October 1, 2019

Understanding HTML Obfuscation

Understanding HTML Obfuscation

The literal meaning of "Obfuscate" is to make things unclear. Let us see how it adds to web application security in this article.

Obfuscation vs Minification

HTML Obfuscation is different from Minification. Most people mix up these two things. The goal of minification is to reduce the size of content and save bandwidth and often achieved by avoiding unwanted characters like comments, whitespaces, delimiters etc... Where as Obfuscation is a series of transformation steps like shortening variable names , encrypting code so that it is not straight forward to read and understand the code and hard to reverse engineer it.
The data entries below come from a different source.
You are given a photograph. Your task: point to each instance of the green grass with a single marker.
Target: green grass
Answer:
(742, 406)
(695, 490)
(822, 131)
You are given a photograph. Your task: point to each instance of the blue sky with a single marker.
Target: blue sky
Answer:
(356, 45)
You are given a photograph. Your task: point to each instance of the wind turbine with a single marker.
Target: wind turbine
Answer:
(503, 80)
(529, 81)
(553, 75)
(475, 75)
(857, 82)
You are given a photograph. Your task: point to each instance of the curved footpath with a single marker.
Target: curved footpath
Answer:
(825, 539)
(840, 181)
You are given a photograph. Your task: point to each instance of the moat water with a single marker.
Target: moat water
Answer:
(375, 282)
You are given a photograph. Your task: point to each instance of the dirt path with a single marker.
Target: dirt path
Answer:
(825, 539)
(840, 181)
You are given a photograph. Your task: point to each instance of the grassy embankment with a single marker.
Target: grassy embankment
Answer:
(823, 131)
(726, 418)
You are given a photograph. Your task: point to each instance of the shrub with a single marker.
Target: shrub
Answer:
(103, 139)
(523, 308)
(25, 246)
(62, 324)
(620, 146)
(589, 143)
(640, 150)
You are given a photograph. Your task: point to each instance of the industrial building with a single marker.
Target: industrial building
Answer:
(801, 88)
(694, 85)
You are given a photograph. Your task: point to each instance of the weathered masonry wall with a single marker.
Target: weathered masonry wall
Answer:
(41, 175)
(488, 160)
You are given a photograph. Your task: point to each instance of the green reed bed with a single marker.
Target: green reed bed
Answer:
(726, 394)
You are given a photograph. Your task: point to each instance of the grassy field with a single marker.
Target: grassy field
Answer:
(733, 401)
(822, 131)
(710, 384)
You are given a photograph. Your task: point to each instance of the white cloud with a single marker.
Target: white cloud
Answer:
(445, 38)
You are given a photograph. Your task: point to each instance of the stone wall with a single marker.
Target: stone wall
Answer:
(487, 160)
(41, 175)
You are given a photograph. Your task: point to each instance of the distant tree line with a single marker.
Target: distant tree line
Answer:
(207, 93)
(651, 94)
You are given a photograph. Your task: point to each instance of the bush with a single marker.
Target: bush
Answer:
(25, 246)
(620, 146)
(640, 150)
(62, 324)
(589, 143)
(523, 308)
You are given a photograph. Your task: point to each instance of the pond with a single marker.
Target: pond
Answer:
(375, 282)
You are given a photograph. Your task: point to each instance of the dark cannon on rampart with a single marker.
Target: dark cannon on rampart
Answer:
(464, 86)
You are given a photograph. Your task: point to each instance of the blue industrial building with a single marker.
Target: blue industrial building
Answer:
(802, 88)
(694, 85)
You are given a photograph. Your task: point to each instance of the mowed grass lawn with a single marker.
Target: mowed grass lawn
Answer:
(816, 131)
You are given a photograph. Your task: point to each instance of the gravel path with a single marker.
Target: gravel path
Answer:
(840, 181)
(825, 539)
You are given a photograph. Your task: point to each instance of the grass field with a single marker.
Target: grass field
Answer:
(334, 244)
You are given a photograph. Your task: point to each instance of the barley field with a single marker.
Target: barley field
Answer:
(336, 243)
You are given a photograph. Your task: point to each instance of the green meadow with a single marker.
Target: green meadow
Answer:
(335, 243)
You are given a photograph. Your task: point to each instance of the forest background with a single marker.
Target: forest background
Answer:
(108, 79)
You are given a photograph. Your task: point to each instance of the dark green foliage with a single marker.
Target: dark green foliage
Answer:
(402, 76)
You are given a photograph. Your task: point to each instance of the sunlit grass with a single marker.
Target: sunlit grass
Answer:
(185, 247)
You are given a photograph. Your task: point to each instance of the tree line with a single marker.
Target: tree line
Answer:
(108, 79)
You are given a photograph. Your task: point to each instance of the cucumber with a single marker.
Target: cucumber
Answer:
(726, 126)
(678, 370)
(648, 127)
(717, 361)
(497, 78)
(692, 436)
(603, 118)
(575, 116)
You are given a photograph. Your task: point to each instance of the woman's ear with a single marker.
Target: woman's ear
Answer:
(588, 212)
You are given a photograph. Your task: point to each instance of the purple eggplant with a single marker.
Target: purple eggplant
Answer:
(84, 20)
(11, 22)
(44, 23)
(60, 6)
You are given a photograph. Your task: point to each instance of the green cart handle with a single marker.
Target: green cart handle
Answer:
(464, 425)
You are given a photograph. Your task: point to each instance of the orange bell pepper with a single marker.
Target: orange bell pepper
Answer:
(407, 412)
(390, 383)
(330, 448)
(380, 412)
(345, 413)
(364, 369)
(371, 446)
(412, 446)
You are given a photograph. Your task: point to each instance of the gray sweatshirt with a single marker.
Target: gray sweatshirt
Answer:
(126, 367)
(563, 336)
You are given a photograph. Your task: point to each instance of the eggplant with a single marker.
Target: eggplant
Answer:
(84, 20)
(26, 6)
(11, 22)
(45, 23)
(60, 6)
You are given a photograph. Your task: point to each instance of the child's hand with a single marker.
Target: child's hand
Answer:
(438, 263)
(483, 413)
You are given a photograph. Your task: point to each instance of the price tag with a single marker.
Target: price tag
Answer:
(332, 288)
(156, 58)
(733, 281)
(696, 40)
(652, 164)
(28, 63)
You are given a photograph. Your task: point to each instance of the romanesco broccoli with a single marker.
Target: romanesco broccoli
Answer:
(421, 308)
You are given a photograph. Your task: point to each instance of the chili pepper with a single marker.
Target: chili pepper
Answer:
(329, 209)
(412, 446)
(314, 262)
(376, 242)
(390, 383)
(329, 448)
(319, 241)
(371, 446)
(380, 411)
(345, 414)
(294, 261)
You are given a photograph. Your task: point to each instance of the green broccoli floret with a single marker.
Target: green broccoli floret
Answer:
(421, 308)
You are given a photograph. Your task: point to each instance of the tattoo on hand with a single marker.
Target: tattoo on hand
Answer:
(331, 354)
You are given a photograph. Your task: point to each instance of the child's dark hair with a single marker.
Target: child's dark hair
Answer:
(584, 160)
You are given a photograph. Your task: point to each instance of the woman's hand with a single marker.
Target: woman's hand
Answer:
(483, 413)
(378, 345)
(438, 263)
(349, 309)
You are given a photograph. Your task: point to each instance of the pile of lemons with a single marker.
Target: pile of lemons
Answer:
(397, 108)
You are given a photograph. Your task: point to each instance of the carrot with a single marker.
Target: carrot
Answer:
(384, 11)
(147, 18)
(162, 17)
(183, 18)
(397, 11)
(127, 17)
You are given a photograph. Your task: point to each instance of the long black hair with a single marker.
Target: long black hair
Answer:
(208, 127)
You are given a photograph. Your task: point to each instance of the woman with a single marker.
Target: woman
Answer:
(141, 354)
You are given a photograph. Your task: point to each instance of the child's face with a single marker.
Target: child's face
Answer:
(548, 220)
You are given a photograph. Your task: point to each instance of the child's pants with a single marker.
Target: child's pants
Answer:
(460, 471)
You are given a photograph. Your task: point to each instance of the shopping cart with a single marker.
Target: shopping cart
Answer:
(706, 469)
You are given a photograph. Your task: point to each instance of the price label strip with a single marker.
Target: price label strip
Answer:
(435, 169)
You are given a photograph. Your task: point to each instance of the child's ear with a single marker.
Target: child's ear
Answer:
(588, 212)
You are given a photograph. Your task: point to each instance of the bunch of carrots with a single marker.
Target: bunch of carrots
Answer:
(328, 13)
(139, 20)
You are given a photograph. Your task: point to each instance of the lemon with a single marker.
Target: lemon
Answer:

What is the Need For HTML Obfuscation?

Users posts sensitive information through web applications. It can be username and password in a login form, or it can be credit card information in checkout page. End of the day, they are input fields.

Even if the password field is an input field with type=password. One can inspect the password field, toggle it's type and can see the value. This is an advantage to hackers as well. They might inject malicious code and with out the knowledge of user, these malwares can track data from these input fields and share with hackers.

To avoid this, we need to Obfuscate the HTML page content. HTML Obsfucation helps in avoiding Mail Harvesting softwares, hide info from search engines. There are many open source tools available online to achieve it. Let us take a simple form as shown below and try to Obfuscate it.

Let us consider the following HTML document with form fields..

User Signup Form

User Signup Form

<label for="uname">User name:</label><br>
<input type="text" id="uname" name="uname" value=""><br>
<label for="lname">Password:</label><br>
<input type="password" id="password" name="password" value=""><br><br>
<input type="submit" value="Submit">

Let us Obfuscate it using the free tool at https://www.wmtips.com/tools/html-obfuscator. we can see the resulting code is not easily readable..

HTML Code Obfuscated

We can serve the obfuscated code instead of plain HTML. We can see this code is hard to read. With Advanced tools and custom obfuscation logics, we can make it even harder.

Thats it from our side!! Hope you gained some knowledge about HTML Obfuscation.


1.  You can use any paid tool or a npm to obfuscate..we used WMTIPS only to demonstrate the concept.                                                                                                              

2. Even With Obfuscated code, you can inspect elements and read data using chrome developer tools, however obfuscation can prevent malware to read your HTML code..Try view source and observe!